Pope.L, the conceptual artist who worked in performance, sculpture, and installation, died unexpectedly last week at the age of 68. His provocative works, which often took place outside the gallery and museum context, confronted viewers with the artist’s dark, yet affecting, commentary on race, language, and humanity.
The American artist, who was born in Newark, New Jersey, and based in Chicago, was best known for his “crawl pieces”: performances in which he crossed the city on his hands and knees. In these, and other works, the artist used absurd, shocking setups to highlight unspoken assumptions about race. For example, his “Skin Set” drawings sketch out confronting and illogical pronouncements on race (such as “white people are negotiable”) in block capitals on graph paper. Another notable work, Flint Water (2017), saw the artist bottle contaminated water from the Michigan city, making visible the infrastructural neglect that Black communities face.

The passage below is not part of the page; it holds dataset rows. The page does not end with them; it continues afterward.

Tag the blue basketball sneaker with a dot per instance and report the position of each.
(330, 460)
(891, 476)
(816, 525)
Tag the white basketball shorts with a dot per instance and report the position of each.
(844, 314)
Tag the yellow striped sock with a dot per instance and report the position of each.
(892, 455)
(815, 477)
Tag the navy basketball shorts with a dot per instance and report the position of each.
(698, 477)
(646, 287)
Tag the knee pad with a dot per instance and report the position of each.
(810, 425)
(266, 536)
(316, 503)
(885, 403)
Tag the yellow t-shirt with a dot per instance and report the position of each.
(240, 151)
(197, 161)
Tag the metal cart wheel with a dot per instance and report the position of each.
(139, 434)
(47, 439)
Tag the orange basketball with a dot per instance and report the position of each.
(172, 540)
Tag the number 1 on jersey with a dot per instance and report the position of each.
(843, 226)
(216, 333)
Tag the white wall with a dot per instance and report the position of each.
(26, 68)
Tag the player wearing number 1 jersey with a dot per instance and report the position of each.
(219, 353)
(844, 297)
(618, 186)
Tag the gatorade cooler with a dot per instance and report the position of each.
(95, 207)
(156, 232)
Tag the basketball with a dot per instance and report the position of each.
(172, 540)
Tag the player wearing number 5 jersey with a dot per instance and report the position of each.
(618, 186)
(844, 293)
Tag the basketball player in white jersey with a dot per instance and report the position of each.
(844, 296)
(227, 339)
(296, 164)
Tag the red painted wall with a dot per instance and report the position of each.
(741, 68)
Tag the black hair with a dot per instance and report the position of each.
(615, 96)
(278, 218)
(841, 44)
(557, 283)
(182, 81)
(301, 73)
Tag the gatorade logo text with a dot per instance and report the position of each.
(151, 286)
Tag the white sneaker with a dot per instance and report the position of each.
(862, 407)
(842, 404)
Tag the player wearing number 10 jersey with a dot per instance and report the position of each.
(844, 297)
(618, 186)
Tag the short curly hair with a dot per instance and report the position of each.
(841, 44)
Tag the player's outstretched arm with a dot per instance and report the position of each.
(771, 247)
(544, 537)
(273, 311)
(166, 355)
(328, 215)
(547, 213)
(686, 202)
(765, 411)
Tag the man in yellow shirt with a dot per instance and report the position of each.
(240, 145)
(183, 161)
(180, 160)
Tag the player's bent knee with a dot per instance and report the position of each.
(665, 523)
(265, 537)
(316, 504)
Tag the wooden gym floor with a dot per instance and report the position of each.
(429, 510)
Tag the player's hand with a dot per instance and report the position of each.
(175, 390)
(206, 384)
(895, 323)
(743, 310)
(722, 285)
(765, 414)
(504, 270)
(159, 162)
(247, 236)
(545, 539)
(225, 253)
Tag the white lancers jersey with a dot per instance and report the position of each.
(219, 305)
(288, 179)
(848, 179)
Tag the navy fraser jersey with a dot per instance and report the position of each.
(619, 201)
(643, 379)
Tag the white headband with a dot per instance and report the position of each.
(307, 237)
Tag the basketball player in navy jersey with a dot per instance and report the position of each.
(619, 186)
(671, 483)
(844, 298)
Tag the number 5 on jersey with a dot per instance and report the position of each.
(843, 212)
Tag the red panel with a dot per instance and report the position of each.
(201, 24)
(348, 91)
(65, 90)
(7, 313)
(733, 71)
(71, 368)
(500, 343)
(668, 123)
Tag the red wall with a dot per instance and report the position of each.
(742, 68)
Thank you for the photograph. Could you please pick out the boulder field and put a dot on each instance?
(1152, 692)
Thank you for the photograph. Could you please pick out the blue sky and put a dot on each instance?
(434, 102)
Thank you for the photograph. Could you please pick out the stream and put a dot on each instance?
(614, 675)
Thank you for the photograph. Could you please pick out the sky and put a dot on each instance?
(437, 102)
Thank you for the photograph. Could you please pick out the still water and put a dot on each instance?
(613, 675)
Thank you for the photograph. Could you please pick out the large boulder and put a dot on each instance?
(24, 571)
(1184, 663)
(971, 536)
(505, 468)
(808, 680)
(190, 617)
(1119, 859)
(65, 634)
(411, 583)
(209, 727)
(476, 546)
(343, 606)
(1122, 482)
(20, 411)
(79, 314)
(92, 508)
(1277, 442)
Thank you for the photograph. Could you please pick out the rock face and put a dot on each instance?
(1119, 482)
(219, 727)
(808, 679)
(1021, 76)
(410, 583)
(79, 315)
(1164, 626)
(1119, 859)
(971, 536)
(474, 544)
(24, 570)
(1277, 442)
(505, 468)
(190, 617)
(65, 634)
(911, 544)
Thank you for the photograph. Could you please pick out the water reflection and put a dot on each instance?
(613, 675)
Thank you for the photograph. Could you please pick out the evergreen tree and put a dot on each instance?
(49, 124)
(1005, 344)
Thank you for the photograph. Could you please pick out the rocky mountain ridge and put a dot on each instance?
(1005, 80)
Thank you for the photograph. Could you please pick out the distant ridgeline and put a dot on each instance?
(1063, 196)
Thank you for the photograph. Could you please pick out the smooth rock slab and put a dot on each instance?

The Great White Way, 22 miles, 9 years, 1 street, 2000-2009
Pope.L
San Jose Museum of Art
Over the last decade, Pope.L had been receiving greater institutional acclaim: In 2017, he won the $100,000 Bucksbaum Award for his participation in the Whitney Biennial, an installation of 2,755 slices of bologna meat that cured over the course of the exhibition appended with photos of New Yorkers. In 2019, he held a trio of complementary exhibitions in New York with the Museum of Modern Art, The Whitney, and Public Art Fund. His current show “Hospital” at South London Gallery (on view through February 11th) is a career survey of sorts: a set of installations that are reconfigurations of past works.
Pope L.’s death was announced by his representing galleries, Vielmetter Los Angeles, Modern Art, and Mitchell-Innes and Nash.